Beberapa analis sepak bola terpenting juga mulai bicara. Mereka menebak - nerka jika, Messi memandang Bartomeu sudah berbuat tidak etis jati diri team asal Catalan itu. Semasa memegang untuk presiden club, Bartomeu dipandang seperti mengasingkan La Masia dalam gagasan besar yang diaturnya.
Ya, La Masia yang dalam Bahasa Indonesia bermakna 'Rumah Pertanian', adalah akademi sepak bola paling baik di Eropa yang dipunyai oleh Barcelona. Semenjak digunakan untuk akademi, La Masia sudah memberi bintang - bintang teratas 'La Blaugrana'. Sebutlah saja dari mulai Pep Guardiola, Carles Puyol, sampai Messi tersebut. La Masia populer untuk "kawah candradimuka" yang membuahkan jawara lapangan kelas top.
Pada masa kepemimpinan Bartomeu, peranan La Masia menjadi terpinggirkan. Melihat saja dari prestasi team Barcelona B, yang bertanding di seksi dua Liga Spanyol. Barcelona B, sejauh ini jadi tempat transit buat pemain - pemain yang sedang diorbitkan hasil dari penggodokan di La Masia. Saat di bawah Bartomeu, Barcelona B harus terdegradasi serta sampai sekarang belum memberikan sinyal untuk naik lagi ke seksi ke-2. Sekarang mereka menempati di seksi ke-3 Liga Beberapa Matador itu.

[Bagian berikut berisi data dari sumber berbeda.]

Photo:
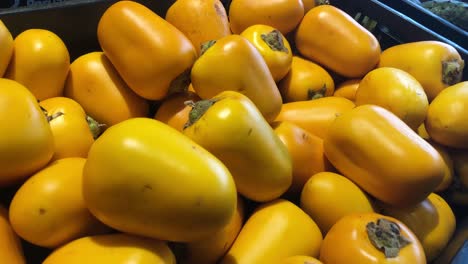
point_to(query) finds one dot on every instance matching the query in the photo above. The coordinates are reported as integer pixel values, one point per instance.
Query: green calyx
(316, 94)
(385, 236)
(452, 71)
(198, 109)
(206, 45)
(274, 40)
(180, 83)
(95, 127)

Tidak itu saja, kebijaksanaan transfer yang dilaksanakan oleh Barcelona ikut juga peran mematikan La Masia. Semenjak tahun 2015, Barcelona sudah habiskan 1 milliar poundsterling dalam beli pemain - pemain! Bertambah kronis lagi, pembelian itu banyak sebagai berlebihan. Seperti salah misalnya ialah pemboyongan Philippe Coutinho.
Kebijaksanaan ugal - ugalan itu, tentu saja akan membunuh dengan cara perlahan-lahan skema kaderisasi yang sejauh ini dikontrol La Masia. Pemain - pemain muda mereka tidak memperoleh peluang untuk unjuk gigi di team penting. Serta, sebagian dari mereka dipasarkan demikian saja oleh Bartomeu. Diantaranya ialah Xavi Simmons, yang dibuang demikian saja ke Paris Saint German (PSG).
Akhirnya, perihal ini pula selanjutnya jadi salah satunya tanda ketidakberhasilan Barcelona. Di tanah Eropa, mereka 3x didepak dengan kekalahan yang mutlak sampai 2019. Hal tersebut tentu saja telah jadi peringatan, bagaimana pemain - pemain mereka mulai kewalahan hadapi perkembangan jaman. Tragedi kekalahan 8-2 jadi pucuk dari ketidakberhasilan skema kaderisasi Barcelona.
Untuk alumni La Masia, Messi tentunya sudah maklum betul dengan kerjanya. Bersamaan menuanya umur, Messi memerlukan rekanan - rekanan baru dengan umur yang bertambah fresh. Semula, Messi mengharap diberi produk - produk La Masia yang cetakannya pasti seperti dengan dianya. Skema pembinaan di La Masia, membuat mereka dapat cetak pemain yang mempunyai satu nafas bermain di bawah panji Blaugrana. Hingga, Messi tidak perlu menyesuaikan lagi berkali - kali dalam menjadikan satu pemikiran serta langkah bermain di atas lapangan.
Tetapi rupanya, yang berlangsung malah sebaliknya. Messi malah diminta kerja sama juga dengan mereka - mereka yang tidak memahami filosofi Barca untuk team sepak bola. Ia harus pimpin rekanan - rekanan yang tidak memahami akar bermain untuk pemain Barcelona. Mereka - mereka yang tidak memahami nilai 'mes que en club' dengan cara menghayat. Hasilnya, Barcelona kehilangan roh permainan di atas lapangan hijau.